HAPPENINGText: Yurie Hatano

CMYK」は、マガジンカルチャーを発展させることを目的に、昨年よりスペインのバルセロナで開催されているインディペンデント・マガジン・フェスティバル。世界中から集まった雑誌やオンラインマガジンに触れることができ、それら編集者達によるカンファレンスやディスカッション、展覧会にパーティーなど、様々な角度からマガジンの素顔を見る事ができる画期的なプロジェクトだ。

第2回目となる今年は、世界的なイベントが盛んに行われているCCCBを会場に、編集者やデザイナー、アーティスト、学生、マガジンファンなどが集まり、2005年7月21日から23日の3日間に渡って充実した交流が行われた。

フェスティバル全体の内容は、今年新しく加わった「ビジュアル」「ワークショップ」のセクションを含め、大きく7つに分かれている。そのうちの主な3つのセクションが、会場のメインラウンジを占めていた。一つは「ソファ」という、ライブラリ感覚で40カ国からもの様々な雑誌を閲覧し、気に入れば購入もできるというセクション。もう一つは「キオスク」という、各ゲストマガジンの編集者たちと交流ができるセクション。そして「RGB」という、オンラインマガジンを閲覧できるセクションだった。

「ソファ」そして「キオスク」の隣り合った2つのセクションは、常に賑わっていた。目的の雑誌を求めてカウンターに並ぶ人や、いすに座ってくつろいだり黙々と雑誌を読みふける人がいる中で、雑誌関係者による雑誌関係者へのインタビュー、デザイナーの売り込み、これまでオンライン上でしか知り得なかった者同士の対面など、様々な出会いの中心の場所にもなっていて活気がある。「キオスク」の各雑誌のデスクなど会場の配置もわかりやすかったが、特に人が入り組んでいる時は、どの雑誌の関係者がどこにいるのかさっぱり把握できなくなる時もあり、ネームプレートをつけているとは言え、より明確な工夫があると良いと感じた。

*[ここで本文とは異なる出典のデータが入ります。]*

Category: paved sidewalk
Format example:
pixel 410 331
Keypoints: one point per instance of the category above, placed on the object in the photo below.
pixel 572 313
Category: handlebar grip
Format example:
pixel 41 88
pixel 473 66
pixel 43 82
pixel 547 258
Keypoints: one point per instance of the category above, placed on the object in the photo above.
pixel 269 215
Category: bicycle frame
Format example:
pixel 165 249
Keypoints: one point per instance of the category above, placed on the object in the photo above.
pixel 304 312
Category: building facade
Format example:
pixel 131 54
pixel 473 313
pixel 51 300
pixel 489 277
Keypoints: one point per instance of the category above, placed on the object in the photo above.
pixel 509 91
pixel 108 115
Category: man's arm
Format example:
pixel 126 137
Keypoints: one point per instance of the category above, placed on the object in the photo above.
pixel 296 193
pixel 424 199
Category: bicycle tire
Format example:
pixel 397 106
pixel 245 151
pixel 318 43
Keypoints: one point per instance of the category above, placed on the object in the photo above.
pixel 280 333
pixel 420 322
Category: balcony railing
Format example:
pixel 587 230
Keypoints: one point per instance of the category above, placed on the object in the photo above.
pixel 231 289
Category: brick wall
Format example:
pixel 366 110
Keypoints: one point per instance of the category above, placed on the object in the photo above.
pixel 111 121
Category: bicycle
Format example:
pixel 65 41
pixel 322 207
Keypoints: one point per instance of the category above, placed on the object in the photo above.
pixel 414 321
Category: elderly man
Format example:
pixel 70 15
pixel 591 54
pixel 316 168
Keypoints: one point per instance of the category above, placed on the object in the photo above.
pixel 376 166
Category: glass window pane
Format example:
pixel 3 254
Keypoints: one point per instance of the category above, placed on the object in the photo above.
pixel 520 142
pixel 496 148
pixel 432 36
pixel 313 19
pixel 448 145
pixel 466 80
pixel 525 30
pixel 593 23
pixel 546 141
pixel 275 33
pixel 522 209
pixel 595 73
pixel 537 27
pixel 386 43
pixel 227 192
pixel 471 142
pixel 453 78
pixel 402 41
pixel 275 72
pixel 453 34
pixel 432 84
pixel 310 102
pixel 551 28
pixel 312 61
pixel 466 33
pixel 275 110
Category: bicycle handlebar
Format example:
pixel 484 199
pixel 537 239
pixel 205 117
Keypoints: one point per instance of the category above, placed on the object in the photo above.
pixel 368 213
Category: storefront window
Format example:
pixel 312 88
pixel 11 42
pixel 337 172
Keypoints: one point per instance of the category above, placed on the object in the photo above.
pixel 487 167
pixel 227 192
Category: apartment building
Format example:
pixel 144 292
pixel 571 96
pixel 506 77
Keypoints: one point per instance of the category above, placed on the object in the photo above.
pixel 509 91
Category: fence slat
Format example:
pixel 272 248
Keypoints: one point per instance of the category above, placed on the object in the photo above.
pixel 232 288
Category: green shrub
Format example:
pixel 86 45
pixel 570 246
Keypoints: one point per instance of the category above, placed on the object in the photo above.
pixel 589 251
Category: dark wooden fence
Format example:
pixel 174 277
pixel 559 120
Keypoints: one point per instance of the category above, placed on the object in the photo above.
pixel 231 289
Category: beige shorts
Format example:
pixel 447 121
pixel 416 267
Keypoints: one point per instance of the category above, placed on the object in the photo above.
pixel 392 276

そんなメインラウンジの奥にあるホールでは「フォーム」という、カンファレンスやディスカッション、各ゲストマガジンのプレゼンテーションが進行していた。今年のゲストカントリーであるドイツから参加したMパブリケーションのキンバリー・ロイドを筆頭にして、様々なテーマのスピーチやディスカッションが行われた。昨年のレポートによると、混乱が見られたというスペイン語と英語の通訳の問題も、貸し出されるトランスレーターを個々が使用することによってとてもスムーズに進んだようだ。ただし、うまく機能しないトランスレーターを手にした人や、借りるのを逃してしまった傍聴者が、わからない言語に肩をすくめることも多々あった。

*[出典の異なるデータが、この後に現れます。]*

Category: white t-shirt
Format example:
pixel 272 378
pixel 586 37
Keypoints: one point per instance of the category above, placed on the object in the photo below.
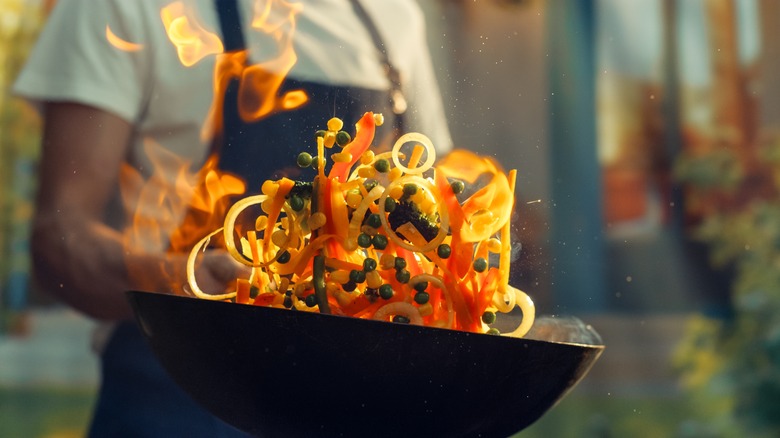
pixel 168 102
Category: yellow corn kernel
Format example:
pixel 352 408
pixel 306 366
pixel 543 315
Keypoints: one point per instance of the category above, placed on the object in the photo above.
pixel 387 261
pixel 330 139
pixel 266 205
pixel 494 245
pixel 270 188
pixel 353 198
pixel 341 157
pixel 419 198
pixel 367 157
pixel 284 284
pixel 371 231
pixel 331 287
pixel 397 191
pixel 341 276
pixel 394 174
pixel 317 220
pixel 335 124
pixel 344 298
pixel 279 238
pixel 366 172
pixel 373 279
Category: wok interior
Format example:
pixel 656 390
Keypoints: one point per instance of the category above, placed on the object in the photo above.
pixel 275 372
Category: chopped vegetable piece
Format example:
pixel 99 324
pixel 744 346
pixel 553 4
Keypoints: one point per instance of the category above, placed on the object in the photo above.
pixel 383 235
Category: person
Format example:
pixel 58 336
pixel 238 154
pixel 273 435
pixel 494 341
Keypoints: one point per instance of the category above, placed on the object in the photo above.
pixel 100 106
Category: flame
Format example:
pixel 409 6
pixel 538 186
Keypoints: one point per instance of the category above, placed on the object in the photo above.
pixel 259 84
pixel 192 41
pixel 172 208
pixel 121 44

SHIFTの他に、日本からのゲストマガジンのうち実際に来場して参加したのは、日本語と英語のバイリンガルで年に4回発刊され、海外にも多く購読者を持つ「+81」だ。編集長の山下氏は初日の「フォーム」のプレゼンテーションにて、グラフィックデザイン、ミュージック、ファッション、シティなど、沢山のテーマをフィーチャーする “インスピレーショナル・マガジン” としての「+81」を見事に紹介した。

また、スペインのネオ2、アメリカのトキオン、イギリスのキリマンジャロなどが参加したディスカッションでは、メディアプランナーの予算に頼らないインディペンデント・マガジンの財政的なあり方が議論されたが、この財政的な問題は他のどのテーマのにおいても持ち上がっていた話題の一つである。数えきれないほどあるマガジンの中で、生き残るための苦労や工夫、意気込みが伺えた。『結局世界中のどのマガジンも、取り上げるテーマや情報は似通ってしまうし、たかが知れている。大事なのはそれをどうプレゼンテーションするかなのだ。』という言葉が印象的だ。

こうして好調なスタートを切ったフェスティバル初日。夜には、オーブンというレストラン&バーにてオープニング・パーティが行われた。